Re: Proposed Commercial Gillnet Regulations

Dear Mr. Collins:

The Marine Mammal Center and its 35,000 members support the adoption of proposed Section 104.1 to Title 14, California Code of Regulations prohibiting the use of gill or trammel nets in water depths less than 60 fathoms in the designated areas.
While this proposed regulation is based on information on the effect of this fishery on common murres and southern sea otters, this order also protects other marine mammals that inhabit shallow waters along the central and northern California coast and are vulnerable to human-caused mortality.

Observer statistics indicate the extensive impact of this gillnet fishery on marine mammals. Estimates by the NOAA Southwest Fisheries Center Monterey Bay Set Gillnet Observer Program of bycatch morality for this fishery in 1999 include 2,359 murres, 1,360 California sea lions, 662 harbor seals and 5 sea otters. For the brief period January 1, 2000 through June 30, 2000, observers recorded the mortality of 24 pinnipeds, 3 cetaceans and 581 common murres.

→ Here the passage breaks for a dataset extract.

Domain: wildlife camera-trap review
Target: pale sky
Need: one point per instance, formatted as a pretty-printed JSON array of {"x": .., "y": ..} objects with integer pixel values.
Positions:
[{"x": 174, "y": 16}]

The NOAA observer program gillnet take statistics include two harbor seal pups monitored by The Marine Mammal Center. Our ongoing study of Pacific harbor seal behavior indicates that newly weaned harbor seals tagged with time-depth recorders (TDR's) were diving at an average approximately 6 fathoms with maximum depths at about 66 fathoms." Therefore this order should protect this age class of harbor seals as well.

Because fishing practices and the distribution of entangled species can change dramatically over time and prior data cannot be used to determine whether this order is sufficiently protective against extensive gillnet entanglement, we also encourage consistent shipboard monitoring of the gillnet fisheries as well as other sound research methods to determine species’ status (including monitoring of beachcast marine mammals and sea birds, aerial surveys to determine species’ distribution, and information on temporal, spatial and geographic patterns of fishing efforts).

In summary, as a direct result of the use of gill nets, not only are threatened and endangered species affected, but also other marine mammals that live in the northern and central California nearshore marine environment. The proposed regulation needs to be enacted and consistent monitoring undertaken to determine the impact of this regulation on protecting sensitive species given variances in fishing practices and distribution of sensitive species over time.

Sincerely,
B. J. Griffin
Executive Director

1 Cameron and Forney, Preliminary Estimates of Cetacean Mortality in California/Oregon Gillnet Fisheries for 1999, NMFS, Southwest Fisheries Service. Table 3.
2 Summary of National Marine Fisheries Service, Monterey Bay Set Gillnet Observer Program, April. 1, 1999-June 30,2000, Data and resulting mortality estimates for marine mammals and seabirds
3 Lander, unpublished data.
4 Central California Gillnet Effort and Bycatch of Sensitive Species, 1990-1998, Karen A. Forney/NMFS et al.